I've received a reasonably big MySQL database with a lot of duplicates. Around a third of the database are duplicates. It is also missing a primary key.
The structure of the database is so:
unique_id | field01 | field02 | field03 | field04 | ...... | field26 | field27 |
Now while the unique_id is supposed to be, well, unique; there are a lot of duplicates.
Also, for a set of rows belonging to copies of a particular unique_id, the remaining columns may or may not be the same. For example, looking at unique_id 'id_1' below, field01 is same in both the instances, but field02 & field03 are not.
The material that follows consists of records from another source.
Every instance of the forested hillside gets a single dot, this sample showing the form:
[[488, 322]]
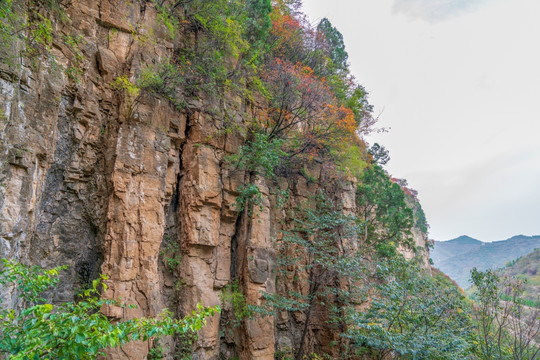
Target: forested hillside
[[458, 257]]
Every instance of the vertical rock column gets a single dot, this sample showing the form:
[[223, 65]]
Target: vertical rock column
[[143, 180]]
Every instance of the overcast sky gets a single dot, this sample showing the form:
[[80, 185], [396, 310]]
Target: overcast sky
[[458, 83]]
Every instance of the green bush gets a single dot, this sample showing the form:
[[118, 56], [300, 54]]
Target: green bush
[[73, 330]]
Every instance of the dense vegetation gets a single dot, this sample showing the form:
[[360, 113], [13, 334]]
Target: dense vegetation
[[305, 106], [73, 330]]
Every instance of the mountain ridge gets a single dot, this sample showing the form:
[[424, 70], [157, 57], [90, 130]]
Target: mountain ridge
[[456, 257]]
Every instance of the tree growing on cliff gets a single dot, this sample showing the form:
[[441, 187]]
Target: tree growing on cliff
[[506, 327], [73, 330], [382, 207], [411, 315], [316, 255]]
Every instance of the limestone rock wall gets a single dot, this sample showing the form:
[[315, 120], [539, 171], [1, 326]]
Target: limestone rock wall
[[139, 193]]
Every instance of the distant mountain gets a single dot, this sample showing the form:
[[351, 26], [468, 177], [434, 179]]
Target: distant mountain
[[527, 267], [457, 257]]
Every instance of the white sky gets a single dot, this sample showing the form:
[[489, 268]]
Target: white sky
[[458, 83]]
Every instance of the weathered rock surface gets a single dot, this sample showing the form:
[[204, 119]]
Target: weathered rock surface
[[91, 181]]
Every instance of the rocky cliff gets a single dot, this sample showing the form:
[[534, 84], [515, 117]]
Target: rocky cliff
[[140, 192]]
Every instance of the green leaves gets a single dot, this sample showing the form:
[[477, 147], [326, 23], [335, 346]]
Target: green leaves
[[412, 314], [388, 219], [74, 330]]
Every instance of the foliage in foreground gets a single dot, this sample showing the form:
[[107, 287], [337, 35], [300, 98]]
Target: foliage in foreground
[[73, 330], [506, 327], [412, 316]]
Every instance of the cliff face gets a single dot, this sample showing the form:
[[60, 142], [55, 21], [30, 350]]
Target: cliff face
[[146, 199]]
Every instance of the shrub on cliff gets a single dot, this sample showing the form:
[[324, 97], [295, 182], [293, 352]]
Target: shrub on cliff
[[411, 316], [73, 330]]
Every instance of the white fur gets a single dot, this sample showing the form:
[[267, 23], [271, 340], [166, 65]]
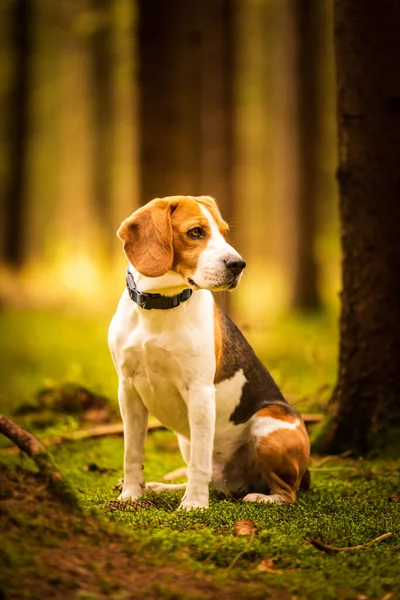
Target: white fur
[[264, 426], [165, 361]]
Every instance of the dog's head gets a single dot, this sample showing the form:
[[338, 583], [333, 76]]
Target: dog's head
[[184, 235]]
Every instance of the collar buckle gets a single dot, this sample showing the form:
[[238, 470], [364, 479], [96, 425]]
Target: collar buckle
[[158, 301]]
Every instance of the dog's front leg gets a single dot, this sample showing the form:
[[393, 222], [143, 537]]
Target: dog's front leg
[[135, 417], [201, 413]]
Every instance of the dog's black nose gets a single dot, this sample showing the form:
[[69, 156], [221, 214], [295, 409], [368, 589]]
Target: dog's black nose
[[236, 265]]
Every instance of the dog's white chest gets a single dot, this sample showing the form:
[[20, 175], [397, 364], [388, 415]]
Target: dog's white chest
[[164, 353]]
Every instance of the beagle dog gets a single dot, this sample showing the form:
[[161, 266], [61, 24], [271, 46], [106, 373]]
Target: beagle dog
[[181, 358]]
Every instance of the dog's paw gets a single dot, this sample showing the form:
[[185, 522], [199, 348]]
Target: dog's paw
[[194, 504], [264, 498], [131, 493]]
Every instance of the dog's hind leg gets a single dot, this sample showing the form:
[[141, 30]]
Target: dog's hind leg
[[282, 458]]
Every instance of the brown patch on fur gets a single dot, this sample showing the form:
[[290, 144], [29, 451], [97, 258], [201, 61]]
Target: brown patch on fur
[[212, 206], [276, 412], [186, 216], [155, 236], [282, 458], [147, 238], [217, 341]]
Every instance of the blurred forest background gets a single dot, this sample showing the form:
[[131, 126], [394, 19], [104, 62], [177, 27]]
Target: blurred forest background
[[106, 104]]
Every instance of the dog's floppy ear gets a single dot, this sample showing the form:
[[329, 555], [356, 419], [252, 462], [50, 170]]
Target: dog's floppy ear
[[147, 238]]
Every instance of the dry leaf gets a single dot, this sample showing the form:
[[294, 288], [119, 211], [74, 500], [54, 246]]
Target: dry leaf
[[244, 527], [267, 565]]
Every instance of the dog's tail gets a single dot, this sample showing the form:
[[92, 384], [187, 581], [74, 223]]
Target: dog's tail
[[305, 482]]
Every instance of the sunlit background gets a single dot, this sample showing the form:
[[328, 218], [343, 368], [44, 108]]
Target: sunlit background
[[108, 103]]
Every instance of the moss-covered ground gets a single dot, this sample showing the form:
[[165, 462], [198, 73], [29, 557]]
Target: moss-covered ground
[[155, 550]]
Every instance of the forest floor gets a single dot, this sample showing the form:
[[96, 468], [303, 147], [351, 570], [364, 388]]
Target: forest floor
[[119, 551]]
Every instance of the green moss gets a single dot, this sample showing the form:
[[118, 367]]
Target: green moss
[[351, 502]]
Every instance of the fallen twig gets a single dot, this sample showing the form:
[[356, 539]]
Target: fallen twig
[[83, 434], [35, 449], [327, 548]]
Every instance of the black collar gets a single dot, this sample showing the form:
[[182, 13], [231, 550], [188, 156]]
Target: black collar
[[149, 301]]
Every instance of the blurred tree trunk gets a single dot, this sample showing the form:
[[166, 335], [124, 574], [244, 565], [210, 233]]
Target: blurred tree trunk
[[308, 29], [125, 193], [170, 98], [367, 396], [103, 114], [42, 180], [298, 117], [18, 122], [217, 74], [185, 54]]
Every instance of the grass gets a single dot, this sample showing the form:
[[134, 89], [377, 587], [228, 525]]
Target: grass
[[351, 501]]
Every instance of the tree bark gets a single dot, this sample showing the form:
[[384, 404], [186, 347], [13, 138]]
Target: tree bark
[[18, 115], [185, 53], [308, 65], [367, 396], [103, 116]]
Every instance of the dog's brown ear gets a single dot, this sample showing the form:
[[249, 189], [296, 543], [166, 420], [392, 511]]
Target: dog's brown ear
[[147, 238]]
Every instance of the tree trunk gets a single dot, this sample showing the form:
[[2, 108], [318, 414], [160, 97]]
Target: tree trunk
[[216, 168], [185, 53], [308, 29], [170, 98], [367, 396], [103, 116], [298, 117], [18, 115]]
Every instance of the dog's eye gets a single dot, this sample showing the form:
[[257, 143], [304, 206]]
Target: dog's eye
[[195, 233]]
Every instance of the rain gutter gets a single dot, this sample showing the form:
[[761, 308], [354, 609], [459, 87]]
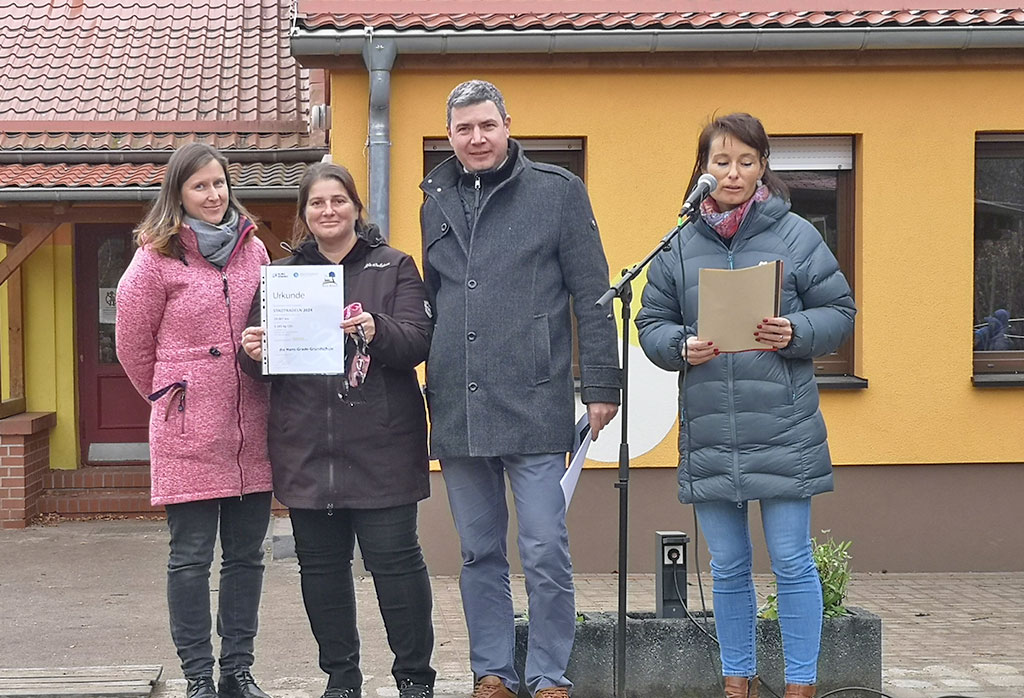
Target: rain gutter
[[124, 193], [61, 157], [379, 55], [330, 41]]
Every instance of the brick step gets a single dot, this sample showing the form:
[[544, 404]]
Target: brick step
[[102, 489], [98, 477], [96, 500]]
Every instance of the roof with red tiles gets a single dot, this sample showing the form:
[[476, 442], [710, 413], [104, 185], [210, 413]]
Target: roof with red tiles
[[220, 63], [578, 14], [139, 175], [147, 76]]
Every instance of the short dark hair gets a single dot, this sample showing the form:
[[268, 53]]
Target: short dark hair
[[473, 92], [743, 128], [315, 173]]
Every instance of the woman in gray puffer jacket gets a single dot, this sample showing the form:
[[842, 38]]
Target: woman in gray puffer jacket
[[750, 424]]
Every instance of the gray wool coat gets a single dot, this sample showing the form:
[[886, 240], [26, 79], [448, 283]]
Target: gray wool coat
[[750, 424], [499, 375]]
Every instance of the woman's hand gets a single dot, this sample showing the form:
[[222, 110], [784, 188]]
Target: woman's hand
[[698, 351], [366, 319], [775, 332], [252, 343]]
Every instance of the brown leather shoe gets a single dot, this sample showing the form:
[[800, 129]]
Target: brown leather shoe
[[492, 687], [741, 687], [553, 692]]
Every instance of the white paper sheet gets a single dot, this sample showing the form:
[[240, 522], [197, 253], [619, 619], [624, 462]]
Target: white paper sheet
[[580, 446], [301, 309]]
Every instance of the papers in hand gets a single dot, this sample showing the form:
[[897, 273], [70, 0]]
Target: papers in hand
[[300, 313], [581, 443], [732, 302]]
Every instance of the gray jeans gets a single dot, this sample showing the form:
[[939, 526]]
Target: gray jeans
[[476, 494], [194, 526]]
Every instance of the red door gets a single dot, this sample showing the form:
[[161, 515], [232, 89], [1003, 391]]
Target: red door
[[113, 418]]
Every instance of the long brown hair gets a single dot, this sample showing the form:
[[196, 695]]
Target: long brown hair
[[315, 173], [163, 221], [745, 129]]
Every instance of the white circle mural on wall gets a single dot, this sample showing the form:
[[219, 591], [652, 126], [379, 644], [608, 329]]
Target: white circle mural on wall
[[653, 407]]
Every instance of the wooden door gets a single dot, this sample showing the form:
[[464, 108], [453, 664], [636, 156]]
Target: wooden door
[[113, 418]]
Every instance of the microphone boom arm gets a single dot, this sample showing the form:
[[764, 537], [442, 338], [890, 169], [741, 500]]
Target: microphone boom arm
[[620, 288]]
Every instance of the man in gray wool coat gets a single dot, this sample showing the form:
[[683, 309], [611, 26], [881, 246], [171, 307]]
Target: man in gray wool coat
[[507, 243]]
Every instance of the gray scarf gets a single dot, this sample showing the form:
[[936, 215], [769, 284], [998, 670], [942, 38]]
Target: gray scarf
[[216, 242]]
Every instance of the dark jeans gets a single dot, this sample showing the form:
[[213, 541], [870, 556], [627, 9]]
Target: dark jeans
[[324, 543], [194, 525]]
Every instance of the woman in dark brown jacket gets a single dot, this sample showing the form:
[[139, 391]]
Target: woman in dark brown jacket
[[348, 452]]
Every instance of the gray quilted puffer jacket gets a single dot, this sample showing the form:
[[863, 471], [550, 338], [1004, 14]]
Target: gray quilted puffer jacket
[[755, 430]]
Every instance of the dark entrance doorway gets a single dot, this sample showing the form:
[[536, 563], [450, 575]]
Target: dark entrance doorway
[[113, 418]]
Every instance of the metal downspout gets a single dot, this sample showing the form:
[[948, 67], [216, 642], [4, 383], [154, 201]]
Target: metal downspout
[[379, 54]]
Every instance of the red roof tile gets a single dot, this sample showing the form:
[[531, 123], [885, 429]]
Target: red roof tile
[[140, 175], [150, 66], [576, 14], [148, 141]]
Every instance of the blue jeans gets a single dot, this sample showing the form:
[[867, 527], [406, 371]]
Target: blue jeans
[[476, 494], [194, 525], [787, 533], [324, 544]]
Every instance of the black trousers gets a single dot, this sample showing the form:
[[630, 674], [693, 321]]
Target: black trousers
[[194, 527], [324, 543]]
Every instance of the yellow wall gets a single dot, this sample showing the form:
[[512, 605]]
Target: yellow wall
[[49, 341], [914, 129]]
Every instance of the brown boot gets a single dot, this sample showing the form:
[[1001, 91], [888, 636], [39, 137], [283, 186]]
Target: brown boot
[[741, 687], [492, 687], [553, 692]]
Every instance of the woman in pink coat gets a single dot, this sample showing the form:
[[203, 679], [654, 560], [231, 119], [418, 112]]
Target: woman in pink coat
[[182, 304]]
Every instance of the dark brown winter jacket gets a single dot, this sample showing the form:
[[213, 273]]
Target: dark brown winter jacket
[[364, 447]]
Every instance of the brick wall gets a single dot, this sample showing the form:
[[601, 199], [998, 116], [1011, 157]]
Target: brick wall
[[25, 459]]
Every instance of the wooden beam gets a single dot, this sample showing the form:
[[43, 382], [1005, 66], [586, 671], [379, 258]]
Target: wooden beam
[[22, 251], [73, 214], [9, 235]]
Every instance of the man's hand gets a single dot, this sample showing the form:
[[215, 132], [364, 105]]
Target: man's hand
[[600, 413], [252, 343]]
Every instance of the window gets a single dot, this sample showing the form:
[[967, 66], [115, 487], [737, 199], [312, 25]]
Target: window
[[819, 174], [998, 254], [567, 153]]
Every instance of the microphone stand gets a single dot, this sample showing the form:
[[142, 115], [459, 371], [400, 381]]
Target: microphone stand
[[624, 291]]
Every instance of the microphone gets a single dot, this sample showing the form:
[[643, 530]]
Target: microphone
[[706, 184]]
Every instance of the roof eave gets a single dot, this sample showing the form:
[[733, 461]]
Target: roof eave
[[332, 41], [92, 157], [127, 193]]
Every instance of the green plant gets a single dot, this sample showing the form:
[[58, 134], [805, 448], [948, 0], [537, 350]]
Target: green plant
[[833, 561]]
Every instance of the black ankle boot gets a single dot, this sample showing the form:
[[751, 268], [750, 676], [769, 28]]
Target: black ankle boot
[[239, 685], [201, 687]]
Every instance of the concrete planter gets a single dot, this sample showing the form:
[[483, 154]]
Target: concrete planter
[[671, 658]]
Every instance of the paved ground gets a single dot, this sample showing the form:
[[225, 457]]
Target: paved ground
[[92, 593]]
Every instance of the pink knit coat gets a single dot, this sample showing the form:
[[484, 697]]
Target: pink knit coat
[[179, 323]]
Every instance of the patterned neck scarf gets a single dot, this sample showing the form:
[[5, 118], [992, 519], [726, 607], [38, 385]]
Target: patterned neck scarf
[[726, 223]]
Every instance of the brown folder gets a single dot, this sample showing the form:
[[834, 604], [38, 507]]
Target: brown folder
[[732, 302]]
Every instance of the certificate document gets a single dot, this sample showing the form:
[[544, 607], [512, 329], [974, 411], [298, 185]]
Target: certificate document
[[731, 302], [300, 312]]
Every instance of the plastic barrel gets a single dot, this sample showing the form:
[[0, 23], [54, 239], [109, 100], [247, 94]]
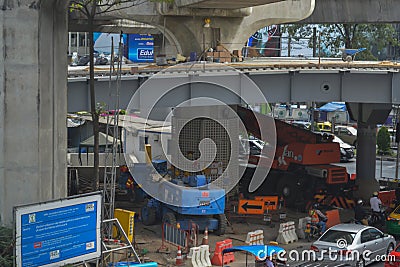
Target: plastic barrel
[[193, 56]]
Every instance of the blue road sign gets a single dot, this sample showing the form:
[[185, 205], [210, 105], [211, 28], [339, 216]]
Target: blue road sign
[[59, 232]]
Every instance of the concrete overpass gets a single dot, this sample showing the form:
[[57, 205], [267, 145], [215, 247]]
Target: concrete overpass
[[232, 22], [355, 11], [33, 79], [33, 92], [369, 88]]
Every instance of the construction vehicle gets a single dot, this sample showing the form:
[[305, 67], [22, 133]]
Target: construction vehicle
[[301, 167]]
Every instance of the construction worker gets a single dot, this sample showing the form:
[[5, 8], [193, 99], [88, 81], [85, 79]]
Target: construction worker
[[268, 263], [318, 218], [359, 213]]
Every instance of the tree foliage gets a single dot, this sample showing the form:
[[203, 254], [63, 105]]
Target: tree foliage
[[6, 247], [383, 140], [374, 37]]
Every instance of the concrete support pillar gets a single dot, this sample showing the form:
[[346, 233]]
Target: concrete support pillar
[[366, 160], [367, 117], [33, 93]]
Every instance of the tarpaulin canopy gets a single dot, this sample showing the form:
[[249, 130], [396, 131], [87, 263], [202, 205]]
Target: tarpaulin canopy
[[333, 106], [104, 141]]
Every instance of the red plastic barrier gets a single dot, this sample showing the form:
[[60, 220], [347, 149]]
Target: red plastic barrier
[[387, 197], [217, 257]]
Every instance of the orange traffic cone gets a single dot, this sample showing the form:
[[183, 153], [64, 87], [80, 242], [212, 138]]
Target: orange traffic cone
[[205, 237], [179, 259]]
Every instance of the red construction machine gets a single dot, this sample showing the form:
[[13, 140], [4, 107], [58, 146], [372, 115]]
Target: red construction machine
[[302, 169]]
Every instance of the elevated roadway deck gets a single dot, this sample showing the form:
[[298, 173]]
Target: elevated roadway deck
[[281, 80]]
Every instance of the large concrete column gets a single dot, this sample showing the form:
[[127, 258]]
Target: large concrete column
[[367, 116], [366, 159], [33, 93]]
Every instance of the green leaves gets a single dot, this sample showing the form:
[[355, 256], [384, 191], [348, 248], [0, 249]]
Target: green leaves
[[375, 37]]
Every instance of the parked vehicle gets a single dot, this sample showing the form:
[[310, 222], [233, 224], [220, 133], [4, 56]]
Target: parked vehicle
[[325, 126], [352, 240], [302, 165], [393, 259], [302, 124], [312, 231], [393, 222], [347, 134], [346, 150]]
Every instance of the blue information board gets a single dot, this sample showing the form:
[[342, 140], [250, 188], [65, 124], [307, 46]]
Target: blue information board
[[59, 232], [140, 48]]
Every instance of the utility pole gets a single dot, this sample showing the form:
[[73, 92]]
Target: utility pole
[[398, 142]]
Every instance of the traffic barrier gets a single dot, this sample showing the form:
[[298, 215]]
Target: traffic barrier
[[302, 226], [205, 237], [217, 257], [270, 202], [173, 235], [292, 231], [194, 256], [333, 218], [179, 259], [255, 238], [205, 255]]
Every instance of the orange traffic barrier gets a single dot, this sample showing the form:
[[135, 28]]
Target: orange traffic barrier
[[333, 218], [270, 202], [387, 197], [179, 259], [217, 257], [205, 237]]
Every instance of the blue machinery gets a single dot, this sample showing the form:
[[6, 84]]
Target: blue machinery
[[193, 198]]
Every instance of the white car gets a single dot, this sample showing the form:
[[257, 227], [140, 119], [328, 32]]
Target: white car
[[346, 150], [354, 243]]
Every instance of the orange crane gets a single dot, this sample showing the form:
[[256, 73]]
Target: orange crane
[[301, 170]]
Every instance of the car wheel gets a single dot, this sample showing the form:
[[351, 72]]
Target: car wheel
[[148, 215], [287, 188], [222, 223], [360, 263], [389, 249], [169, 218]]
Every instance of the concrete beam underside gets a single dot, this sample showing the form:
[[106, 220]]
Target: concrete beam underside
[[355, 11], [185, 26], [32, 104], [294, 86]]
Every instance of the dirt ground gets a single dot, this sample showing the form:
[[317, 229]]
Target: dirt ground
[[148, 238]]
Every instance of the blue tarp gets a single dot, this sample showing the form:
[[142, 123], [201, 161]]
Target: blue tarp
[[333, 106], [257, 250]]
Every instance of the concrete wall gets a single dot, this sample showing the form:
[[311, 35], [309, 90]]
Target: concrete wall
[[33, 91], [355, 11]]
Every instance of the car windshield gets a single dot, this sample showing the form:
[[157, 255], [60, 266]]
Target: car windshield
[[337, 140], [333, 236], [352, 130]]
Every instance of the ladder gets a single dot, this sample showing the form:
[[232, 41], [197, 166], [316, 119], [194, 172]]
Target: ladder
[[112, 147]]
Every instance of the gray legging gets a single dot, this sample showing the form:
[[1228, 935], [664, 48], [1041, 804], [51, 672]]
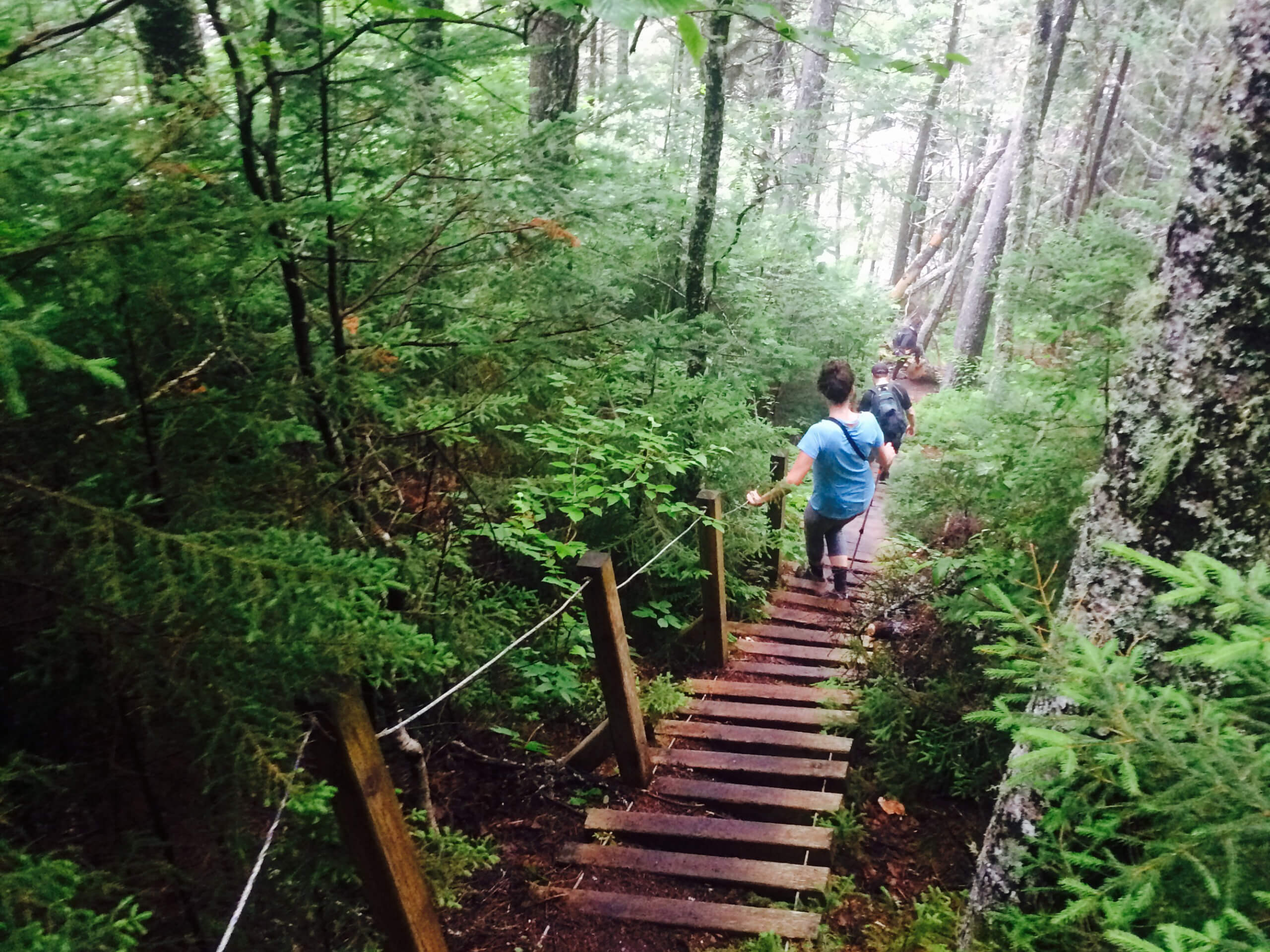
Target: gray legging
[[821, 534]]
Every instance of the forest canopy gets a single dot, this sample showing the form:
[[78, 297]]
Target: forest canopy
[[332, 334]]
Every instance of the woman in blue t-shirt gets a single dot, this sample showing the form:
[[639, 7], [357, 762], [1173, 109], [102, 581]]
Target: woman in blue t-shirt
[[838, 452]]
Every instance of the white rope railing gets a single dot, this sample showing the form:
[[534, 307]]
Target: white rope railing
[[526, 636], [264, 847]]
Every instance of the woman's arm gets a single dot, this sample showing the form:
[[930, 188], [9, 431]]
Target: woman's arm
[[798, 473]]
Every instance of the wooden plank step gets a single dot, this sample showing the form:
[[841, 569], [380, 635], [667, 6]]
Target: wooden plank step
[[771, 692], [769, 737], [820, 603], [786, 633], [808, 653], [801, 616], [747, 795], [793, 583], [785, 670], [713, 828], [695, 866], [750, 763], [767, 714], [706, 917]]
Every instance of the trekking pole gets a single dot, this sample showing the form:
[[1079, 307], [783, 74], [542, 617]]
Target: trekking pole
[[861, 537]]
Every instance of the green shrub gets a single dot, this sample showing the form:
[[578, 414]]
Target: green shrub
[[1155, 772]]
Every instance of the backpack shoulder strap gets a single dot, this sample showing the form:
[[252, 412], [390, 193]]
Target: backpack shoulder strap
[[850, 438]]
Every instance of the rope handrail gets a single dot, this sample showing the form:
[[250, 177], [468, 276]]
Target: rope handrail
[[264, 847], [450, 692]]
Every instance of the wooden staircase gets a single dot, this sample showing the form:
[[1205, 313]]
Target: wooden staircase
[[747, 766]]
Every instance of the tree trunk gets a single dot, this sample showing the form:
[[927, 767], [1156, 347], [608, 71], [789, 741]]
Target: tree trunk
[[171, 45], [963, 197], [553, 67], [1185, 466], [919, 166], [1090, 125], [1108, 122], [963, 254], [1030, 119], [624, 54], [708, 178], [1057, 48], [807, 105], [775, 76], [972, 321]]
I would like to remove the repetitions and have only one copy of each unique_id survive. It does not matter which one survives.
Example:
id_1 | abc | dfd | NULL | ... | def |
id_2 | abc | daf | ghi | ... | 12a |
id_1 | abc | xyz | jkl | ... | def |
id_4 | aaa | bbb | NULL | ... | def |
id_3 | NULL | bbb | NULL | ... | 123 |
id_5 | 1e3 | NULL | NULL | ... | def |
id_3 | aaa | bbb | fds | ... | def |
id_9 | awa | bbb | NULL | ... | 910 |
Should become:
id_1 | abc | dfd | NULL | ... | def |
id_2 | abc | daf | ghi | ... | 12a |
id_4 | aaa | bbb | NULL | ... | def |
id_3 | NULL | bbb | NULL | ... | 123 |
id_5 | 1e3 | NULL | NULL | ... | def |
id_9 | awa | bbb | NULL | ... | 910 |
Or this is also fine:
id_2 | abc | daf | ghi | ... | 12a |
id_1 | abc | xyz | jkl | ... | def |
id_4 | aaa | bbb | NULL | ... | def |
id_5 | 1e3 | NULL | NULL | ... | def |
id_3 | aaa | bbb | fds | ... | def |
id_9 | awa | bbb | NULL | ... | 910 |
Once this is done, I would need to set unique_is as the primary key.
Please advice the best and accurate way to do this. Thanks in advance.